Испуг
Шрифт:
Защитники Дома, писала газетенка, разделились: одни хотели биться, другие были готовы сдаться. Решение о сдаче на какой-то миг пересилило… Буквально на несколько минут. Но возникла проблема связи: как заново войти в контакт с атакующими… Если Дом обесточен… Теперь известно, что горячая (единственная) телефонная линия по какой-то причине отрубилась. И как дальше?.. Как связаться?
Не могли защитники Дома дать знать ельцинским танкам и знаком – заранее условленной двойной осветительной ракетой. (О том, что готовы сдаться.) Ненадежно!.. Слишком
И как бы запасным вариантом сигнала о сдаче Дома (решающим в те минуты сигналом) стал одинокий человек без автомата – голый, на самом верху. Прожектора нашли его почти сразу. Луч зафиксировал… Голый – это как раз и означало, что ресурсы защитников истощились. На нуле. Сдаемся…

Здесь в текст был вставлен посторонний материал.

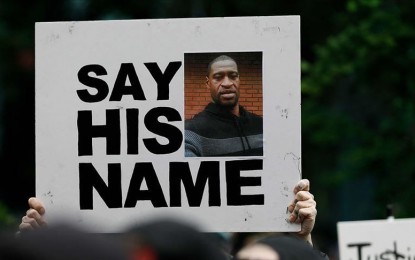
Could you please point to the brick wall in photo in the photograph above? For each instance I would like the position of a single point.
(197, 95)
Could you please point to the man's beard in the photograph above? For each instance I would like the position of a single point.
(228, 103)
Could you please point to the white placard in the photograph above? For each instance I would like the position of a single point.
(377, 239)
(110, 123)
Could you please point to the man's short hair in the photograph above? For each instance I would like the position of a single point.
(219, 58)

И атакующие снизошли. На эти самые две (исторические) минуты врубили свет (все, кто был в Доме, помнят кратко вспыхнувшие лампы). И по ожившему телефону спросили: ну что, голяки?.. Сдаетесь?.. В те две минуты ответ был в пользу мира: да… сдаемся… Если расправы не будет.
А ведь могла быть бойня. С последствиями.

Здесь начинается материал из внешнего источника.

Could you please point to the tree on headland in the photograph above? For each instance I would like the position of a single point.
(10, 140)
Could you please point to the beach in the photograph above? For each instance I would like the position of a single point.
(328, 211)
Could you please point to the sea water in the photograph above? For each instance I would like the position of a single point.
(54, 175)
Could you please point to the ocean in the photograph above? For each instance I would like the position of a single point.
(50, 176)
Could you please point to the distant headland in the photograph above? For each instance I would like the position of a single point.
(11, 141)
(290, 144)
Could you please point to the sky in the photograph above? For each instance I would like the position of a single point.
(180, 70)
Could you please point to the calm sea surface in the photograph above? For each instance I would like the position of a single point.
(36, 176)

Но параллельно честная газетенка излагала и альтернативное мнение. Оппонент возражал… Да, голый был. Да, на самом верху. Но это был свихнувшийся, одуревший от рвущихся снарядов старик чиновник… Голодный… Его многие видели. Он бродил по опустевшим коридорам больше суток…
Дело в том, что старик во время обстрела вдруг оказался блокирован обвалившейся (рухнувшей внутрь) стенной перегородкой – и мог выбраться только на крышу. Он еле вылез в щель. Выбираясь из завала, он и ободрался… Стал совершенно гол… Бедняга!.. А на край крыши он, бедный, вышел, чтобы просто отлить… Вниз… Прожектор это четко зафиксировал. Все видели… Старик дотерпел до ночи. Он не мог сделать дело днем на виду прохожих. На виду женщин… Он не мог сделать дело на виду Си-эн-эн. И поэтому только ночью… Только при лунном свете голый старик отлил прямо на атакующих – газета иронизировала, – в этом не было презрения, он просто справил нужду.
Олежка продолжал посмеиваться:
– Дядя. А вот опять… Про вас… Говорят, там видели голого с членом.
9
Я вышел из дачи. Так совпало… Только-только выполз на дорогу из своего Осьмушника, а Даша только-только выехала на машине и на вздыбе дороги меня нагнала.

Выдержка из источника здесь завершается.